Economy Begins to Bite: Nordstrom Stays Course Despite Bumpy Outlook
By David Moin Nordstrom isn’t about to let a tough fourth quarter and soft outlook for the year deter its long-term objectives.
The Seattle-based specialty chain reported Monday that for the fourth quarter ended Feb. 2, net earnings dropped 8.6 percent to $212 million, or 92 cents a diluted share, from $232 million, or 89 cents, in the corresponding period a year earlier.
Total sales reached $2.5 billion, a 4.4 percent drop from $2.6 billion in last year’s fourth quarter. Comp-sales declined 0.7 percent, not too far off the chain’s plan for flat sales. The company noted that the fourth quarter of 2006 had 53 weeks compared with the normal 52.
And in one of the strongest indications yet that the tough U.S. economy has begun to impact higher-end retailing, Nordstrom projected a decline of 3 to 5 percent in comp-store sales in the first quarter of 2008 and earnings per share of 49 to 54 cents. For 2008, the company projected earnings per diluted share of $2.75 to $2.90, and flat to negative 2 percent comps.
However, store executives assured Wall Street analysts that despite the numbers, Nordstrom’s aggressive program of full-line store openings and elevating assortments with additional designer and upscale merchandise remains intact. They also said they worked hard to reduce bloated inventories last quarter, and feel confident their core customers will continue to purchase at higher rates than the average shopper across the country.
“Our long-term strategy is the right one,” Blake Nordstrom, president, said during a conference call after the market closed Monday. “We have confidence we can grow in new markets and add stores in existing markets.”
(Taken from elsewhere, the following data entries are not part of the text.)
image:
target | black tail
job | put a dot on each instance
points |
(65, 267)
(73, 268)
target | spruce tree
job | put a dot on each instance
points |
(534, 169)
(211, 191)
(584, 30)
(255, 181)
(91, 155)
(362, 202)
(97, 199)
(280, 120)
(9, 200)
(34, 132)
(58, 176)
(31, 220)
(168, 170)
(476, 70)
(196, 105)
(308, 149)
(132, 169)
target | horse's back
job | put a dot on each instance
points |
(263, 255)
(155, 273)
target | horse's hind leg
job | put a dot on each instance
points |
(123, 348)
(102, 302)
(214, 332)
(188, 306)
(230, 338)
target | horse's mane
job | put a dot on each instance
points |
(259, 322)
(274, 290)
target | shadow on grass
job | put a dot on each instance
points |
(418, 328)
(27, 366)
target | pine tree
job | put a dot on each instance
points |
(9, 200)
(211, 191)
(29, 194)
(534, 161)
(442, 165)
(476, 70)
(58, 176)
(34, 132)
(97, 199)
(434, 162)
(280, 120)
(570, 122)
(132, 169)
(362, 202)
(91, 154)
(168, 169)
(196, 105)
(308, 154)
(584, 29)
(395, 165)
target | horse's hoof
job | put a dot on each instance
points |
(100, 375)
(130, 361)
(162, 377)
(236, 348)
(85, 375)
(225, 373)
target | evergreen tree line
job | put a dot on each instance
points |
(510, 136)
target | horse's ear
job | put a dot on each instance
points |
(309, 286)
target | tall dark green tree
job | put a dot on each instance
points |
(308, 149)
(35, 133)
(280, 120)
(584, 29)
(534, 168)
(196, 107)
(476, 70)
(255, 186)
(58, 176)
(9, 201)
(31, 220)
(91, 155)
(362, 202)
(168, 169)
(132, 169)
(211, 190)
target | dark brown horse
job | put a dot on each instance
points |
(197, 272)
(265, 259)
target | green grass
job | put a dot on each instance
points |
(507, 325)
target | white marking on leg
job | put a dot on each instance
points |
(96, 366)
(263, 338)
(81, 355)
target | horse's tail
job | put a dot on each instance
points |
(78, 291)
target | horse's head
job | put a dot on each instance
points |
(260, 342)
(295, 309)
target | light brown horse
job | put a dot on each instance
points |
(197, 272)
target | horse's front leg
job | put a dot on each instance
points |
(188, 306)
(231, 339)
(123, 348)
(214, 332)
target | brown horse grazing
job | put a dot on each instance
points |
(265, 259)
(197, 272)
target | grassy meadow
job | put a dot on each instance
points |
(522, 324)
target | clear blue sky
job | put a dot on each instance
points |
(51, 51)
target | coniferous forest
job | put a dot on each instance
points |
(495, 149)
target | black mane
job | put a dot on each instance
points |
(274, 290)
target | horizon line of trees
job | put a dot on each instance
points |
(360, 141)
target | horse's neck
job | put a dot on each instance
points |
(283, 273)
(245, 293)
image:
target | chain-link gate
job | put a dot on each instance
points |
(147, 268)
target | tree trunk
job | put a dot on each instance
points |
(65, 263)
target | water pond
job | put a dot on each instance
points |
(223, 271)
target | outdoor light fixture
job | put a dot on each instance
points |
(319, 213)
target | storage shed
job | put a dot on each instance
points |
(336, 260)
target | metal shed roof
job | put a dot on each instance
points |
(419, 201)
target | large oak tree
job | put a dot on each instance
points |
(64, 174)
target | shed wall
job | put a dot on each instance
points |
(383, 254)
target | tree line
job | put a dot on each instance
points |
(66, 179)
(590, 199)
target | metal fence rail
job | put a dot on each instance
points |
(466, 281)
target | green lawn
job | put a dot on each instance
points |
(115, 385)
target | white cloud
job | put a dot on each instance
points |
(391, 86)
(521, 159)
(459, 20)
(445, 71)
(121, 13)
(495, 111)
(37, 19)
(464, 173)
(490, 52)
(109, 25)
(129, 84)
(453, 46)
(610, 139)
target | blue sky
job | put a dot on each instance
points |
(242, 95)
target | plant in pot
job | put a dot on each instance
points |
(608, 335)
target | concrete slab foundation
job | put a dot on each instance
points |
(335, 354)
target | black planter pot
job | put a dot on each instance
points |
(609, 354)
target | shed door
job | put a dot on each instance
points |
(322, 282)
The plan is ambitious ? to take the retailer to 140 to 150 stores by 2015, from the current 102.
“There may be current economic issues, but we feel we are well-positioned now and for the future” to get greater market share and share of the customers’ wallet, Blake Nordstrom said.
Shares of Nordstrom rose 98 cents, or 2.7 percent, to close at $36.98 on the New York Stock Exchange Monday. Earnings were announced after market close.
But the retailer isn’t overlooking the bumpy road ahead in 2008. As Nordstrom said, “In the short term we face challenges in women’s apparel [overall] and regionally in California, in particular.” He also acknowledged that in the fourth quarter, “We had more markdowns than in previous years.” The company overbought in the second half and had to cancel certain orders.